Das "trotzdem" lasse ich stehen, aber ich formuliere es mal anders, ohne die Bedeutung seiner Prosaschriften schmälern zu wollen:

Ciceros rhetorischen Fähigkeiten, die er vor allem durch Übung perfektioniert hat - er war wohl anfangs nicht viel talentierter als andere gute Redner - wirkten sich auch indirekt auf sein Gesamtwerk aus.

Cicero war für mich zunächst vorrangig Redner und Politiker, später erst ein Philosoph, wenn er auch schon in "De inventione" selbst sagt, ein guter Redner muss auch Philosoph sein, was aber gewiss nicht heißen muss, dass er Rhetorik immer schon mit der "eigenen" Philosophie verknüpft hat, geschweige denn schon Philosoph genannt werden kann.
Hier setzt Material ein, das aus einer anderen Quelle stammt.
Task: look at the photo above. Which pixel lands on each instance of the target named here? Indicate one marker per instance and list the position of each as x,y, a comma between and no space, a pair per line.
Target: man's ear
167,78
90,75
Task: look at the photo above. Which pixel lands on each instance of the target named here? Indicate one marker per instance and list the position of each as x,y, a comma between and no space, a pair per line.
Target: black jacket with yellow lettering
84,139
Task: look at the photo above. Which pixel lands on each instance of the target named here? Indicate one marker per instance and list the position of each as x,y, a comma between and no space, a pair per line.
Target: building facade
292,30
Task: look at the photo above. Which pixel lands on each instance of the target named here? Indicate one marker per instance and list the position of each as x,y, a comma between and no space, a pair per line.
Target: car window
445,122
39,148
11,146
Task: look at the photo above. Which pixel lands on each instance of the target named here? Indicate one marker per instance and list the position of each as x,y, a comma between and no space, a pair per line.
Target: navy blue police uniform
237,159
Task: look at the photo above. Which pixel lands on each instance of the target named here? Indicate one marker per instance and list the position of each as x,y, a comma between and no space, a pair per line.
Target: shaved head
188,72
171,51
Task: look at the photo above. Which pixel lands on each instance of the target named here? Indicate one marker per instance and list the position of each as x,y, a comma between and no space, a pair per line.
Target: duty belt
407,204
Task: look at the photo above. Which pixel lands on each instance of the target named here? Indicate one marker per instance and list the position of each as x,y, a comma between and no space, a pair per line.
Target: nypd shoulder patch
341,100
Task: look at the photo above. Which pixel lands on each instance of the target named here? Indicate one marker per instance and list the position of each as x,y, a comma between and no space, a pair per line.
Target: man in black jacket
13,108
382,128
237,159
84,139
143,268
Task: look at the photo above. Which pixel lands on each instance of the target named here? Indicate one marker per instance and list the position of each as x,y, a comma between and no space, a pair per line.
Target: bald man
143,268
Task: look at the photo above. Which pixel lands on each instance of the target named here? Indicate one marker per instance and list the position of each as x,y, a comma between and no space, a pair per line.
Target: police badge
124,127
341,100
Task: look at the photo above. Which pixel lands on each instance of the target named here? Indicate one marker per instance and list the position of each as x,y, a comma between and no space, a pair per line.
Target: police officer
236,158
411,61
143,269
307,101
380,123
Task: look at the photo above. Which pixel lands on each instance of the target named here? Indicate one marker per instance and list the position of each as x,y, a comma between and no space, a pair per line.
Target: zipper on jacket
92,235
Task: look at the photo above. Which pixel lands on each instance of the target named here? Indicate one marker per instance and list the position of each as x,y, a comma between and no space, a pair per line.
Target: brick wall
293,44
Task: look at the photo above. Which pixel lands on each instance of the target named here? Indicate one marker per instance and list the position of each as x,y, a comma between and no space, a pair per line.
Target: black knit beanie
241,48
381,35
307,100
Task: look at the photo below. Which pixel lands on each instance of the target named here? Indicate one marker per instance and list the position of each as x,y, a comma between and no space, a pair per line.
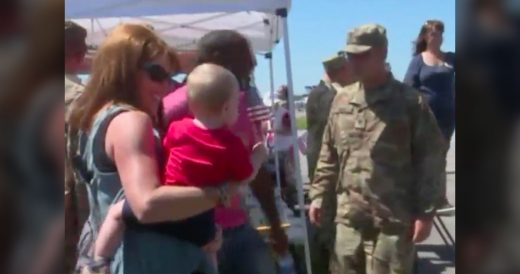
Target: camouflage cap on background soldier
335,61
363,38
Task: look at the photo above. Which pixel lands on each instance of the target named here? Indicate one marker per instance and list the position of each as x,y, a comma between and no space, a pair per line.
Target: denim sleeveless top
141,251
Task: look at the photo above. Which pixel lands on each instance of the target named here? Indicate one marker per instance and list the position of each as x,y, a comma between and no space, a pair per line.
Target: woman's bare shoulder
129,125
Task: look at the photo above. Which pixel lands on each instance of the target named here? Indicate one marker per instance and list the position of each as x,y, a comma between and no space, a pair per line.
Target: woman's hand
260,152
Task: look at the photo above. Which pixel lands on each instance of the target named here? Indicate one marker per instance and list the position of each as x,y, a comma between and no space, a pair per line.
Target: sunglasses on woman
157,73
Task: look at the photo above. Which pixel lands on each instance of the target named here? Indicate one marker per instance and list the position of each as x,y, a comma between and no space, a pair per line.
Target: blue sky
318,29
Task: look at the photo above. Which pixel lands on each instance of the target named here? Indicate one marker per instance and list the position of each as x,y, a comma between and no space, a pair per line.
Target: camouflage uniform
76,201
317,110
382,152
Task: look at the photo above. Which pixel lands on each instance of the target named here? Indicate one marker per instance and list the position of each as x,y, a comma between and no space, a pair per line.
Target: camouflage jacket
76,201
317,109
382,153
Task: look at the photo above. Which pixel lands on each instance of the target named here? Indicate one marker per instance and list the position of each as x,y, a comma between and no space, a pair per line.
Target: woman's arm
130,143
412,74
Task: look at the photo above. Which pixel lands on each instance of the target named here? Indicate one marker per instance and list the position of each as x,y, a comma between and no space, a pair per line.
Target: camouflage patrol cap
334,62
364,37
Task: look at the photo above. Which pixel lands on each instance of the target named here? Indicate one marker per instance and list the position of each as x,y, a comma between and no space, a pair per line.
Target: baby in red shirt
201,152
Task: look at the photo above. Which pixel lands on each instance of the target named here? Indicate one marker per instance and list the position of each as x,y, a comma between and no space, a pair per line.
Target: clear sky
318,29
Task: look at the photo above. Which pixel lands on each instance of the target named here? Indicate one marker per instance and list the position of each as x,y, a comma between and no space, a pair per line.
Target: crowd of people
377,152
155,169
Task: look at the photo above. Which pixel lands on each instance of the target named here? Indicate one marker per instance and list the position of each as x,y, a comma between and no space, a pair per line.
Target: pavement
434,257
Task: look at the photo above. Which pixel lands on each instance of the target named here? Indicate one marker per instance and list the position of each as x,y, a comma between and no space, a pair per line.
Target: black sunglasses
157,73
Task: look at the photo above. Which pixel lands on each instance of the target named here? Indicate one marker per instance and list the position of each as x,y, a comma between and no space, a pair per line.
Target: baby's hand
260,152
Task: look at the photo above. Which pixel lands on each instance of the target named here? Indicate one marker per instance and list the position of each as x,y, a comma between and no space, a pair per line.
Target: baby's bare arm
258,157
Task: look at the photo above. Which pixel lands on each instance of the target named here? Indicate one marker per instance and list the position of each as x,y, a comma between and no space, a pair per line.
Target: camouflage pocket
356,210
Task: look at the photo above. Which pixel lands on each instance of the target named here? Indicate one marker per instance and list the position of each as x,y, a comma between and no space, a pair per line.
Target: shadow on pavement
444,258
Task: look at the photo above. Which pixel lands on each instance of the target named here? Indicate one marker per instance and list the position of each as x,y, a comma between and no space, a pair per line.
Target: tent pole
276,158
292,113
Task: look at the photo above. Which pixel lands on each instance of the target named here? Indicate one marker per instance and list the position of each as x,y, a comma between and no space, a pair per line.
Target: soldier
76,203
382,154
338,73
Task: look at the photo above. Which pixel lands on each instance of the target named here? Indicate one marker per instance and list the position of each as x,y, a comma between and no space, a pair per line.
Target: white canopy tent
183,22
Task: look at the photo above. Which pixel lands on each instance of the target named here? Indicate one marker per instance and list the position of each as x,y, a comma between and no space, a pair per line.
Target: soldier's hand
279,240
315,214
422,229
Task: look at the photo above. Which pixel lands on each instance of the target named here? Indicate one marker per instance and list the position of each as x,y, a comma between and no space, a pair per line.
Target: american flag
259,113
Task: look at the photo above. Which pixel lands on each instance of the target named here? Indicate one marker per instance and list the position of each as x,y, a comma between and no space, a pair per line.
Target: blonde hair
210,87
115,68
420,43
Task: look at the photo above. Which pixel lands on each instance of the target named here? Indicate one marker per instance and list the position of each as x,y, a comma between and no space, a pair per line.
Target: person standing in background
432,72
338,73
76,202
382,152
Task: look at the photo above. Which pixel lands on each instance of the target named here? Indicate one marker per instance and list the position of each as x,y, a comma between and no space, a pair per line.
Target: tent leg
276,158
295,150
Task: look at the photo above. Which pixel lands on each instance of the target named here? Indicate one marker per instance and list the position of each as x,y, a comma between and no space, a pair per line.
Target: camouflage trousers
372,252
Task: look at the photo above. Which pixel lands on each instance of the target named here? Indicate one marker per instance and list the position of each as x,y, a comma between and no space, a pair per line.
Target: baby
201,152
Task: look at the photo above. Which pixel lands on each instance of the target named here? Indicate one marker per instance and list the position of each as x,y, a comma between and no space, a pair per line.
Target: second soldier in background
338,73
382,154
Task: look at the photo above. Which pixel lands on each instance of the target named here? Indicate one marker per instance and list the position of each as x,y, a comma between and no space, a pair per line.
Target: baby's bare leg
111,233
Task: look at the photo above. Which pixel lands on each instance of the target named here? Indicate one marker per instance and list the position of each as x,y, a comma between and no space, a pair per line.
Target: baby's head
213,92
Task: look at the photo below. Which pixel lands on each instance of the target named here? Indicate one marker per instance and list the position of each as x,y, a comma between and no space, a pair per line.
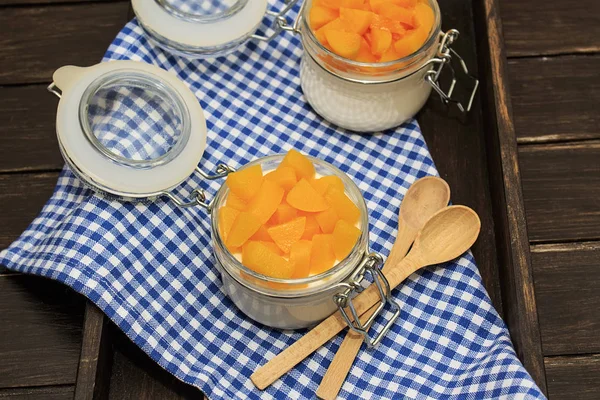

Seine Prosaschriften profitieren also ungemein von seinen rhetorischen Fähigkeiten, z.b. in Form des ausgeprägten Periodenbaus, in Form des Stils und überhaupt in Form der didaktisch geschickten Darstellung seiner Anschauungen. Die Inhalte seiner Prosawerke - besonders die philosophischen - sind ja bekanntlich nicht neu, wenn gleich seine ekklektische Zusammenführung der Anschauungen anderer trotzdem sehr bewundernswert ist. Auch seine wenigen Versuche in der Poesie kann man, wenn überhaupt, nicht in gleicher Weise würdigen wie seine rhetorischen Fähigkeiten.

Qua re censeo, dass Cicero ohne seine rhetorischen Fähigkeiten nicht zu dem geworden wäre, was er damals in erster Linie war und heute noch ist: Ein Meister der Rede und der lateinischen Sprache.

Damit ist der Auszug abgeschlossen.